Hoy en día, el mundo siempre está ocupado. Nos despertamos temprano, desayunamos, nos cepillamos los dientes y salimos a trabajar, o para los afortunados que trabajan desde casa, simplemente deben sentarse frente a su computador a completar las tareas del día. Los fines de semana, decidimos romper la rutina; nos despertamos más tarde de lo debido, miramos una película, y en la tarde salimos con nuestros amigos, si tenemos alguno, claro. Incluso cuando decimos que no estamos haciendo nada, estamos ocupados. Por ejemplo, ahora mismo, yo estoy sentado sobre la cama -si es que se le puede llamar cama a este colchón, que parece más una piedra que un colchón- de mi celda 4 x 4, repasando mentalmente todo lo que sucedió para llegar a esta situación.
Seguramente se preguntarán cómo llegué a estar en una celda. Les puedo asegurar que soy inocente. Me llamo Zac, y hasta hace cuatro semanas trabajaba para la policía, para ser exactos, era uno de los forenses más respetados -si no el más respetado- en el departamento de policía de Londres. ¿Qué pasó? Déjenme contarles.
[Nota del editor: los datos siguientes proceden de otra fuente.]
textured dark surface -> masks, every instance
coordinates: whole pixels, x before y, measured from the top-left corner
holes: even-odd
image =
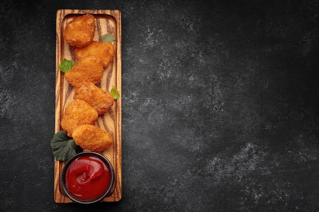
[[[318,2],[235,2],[0,3],[0,211],[319,211]],[[59,9],[122,12],[119,202],[53,199]]]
Todo comenzó un lunes. Si para entonces ya detestaba los lunes, después de lo que pasó ese día, llegué a odiarlos completamente. Como de costumbre, me levanté a las cinco en punto de la mañana, tomé una ducha fría, desayuné un poco de cereal, me cepillé los dientes y salí de mi pequeño apartamento, exactamente a las cinco y cuarenta de la mañana. Caminé tres cuadras hasta llegar a la estación del autobús. Revisé mi reloj: cinco y cincuenta. Tenía que esperar once minutos para que llegara el autobús de las seis -o seis y uno, dado que siempre llega un minuto tarde-. Me senté en el banco, junto a una mujer que estaba demasiado distraída revisando su celular. Noté que su bolso estaba a su costado izquierdo, justo al alcance de mi mano derecha. «Podría robarle el bolso y no se daría cuenta hasta que fuese demasiado tarde», pensé, pero claro, no iba a robarle el bolso, robar traía problemas, y los problemas eran de las cosas menos útiles en la vida.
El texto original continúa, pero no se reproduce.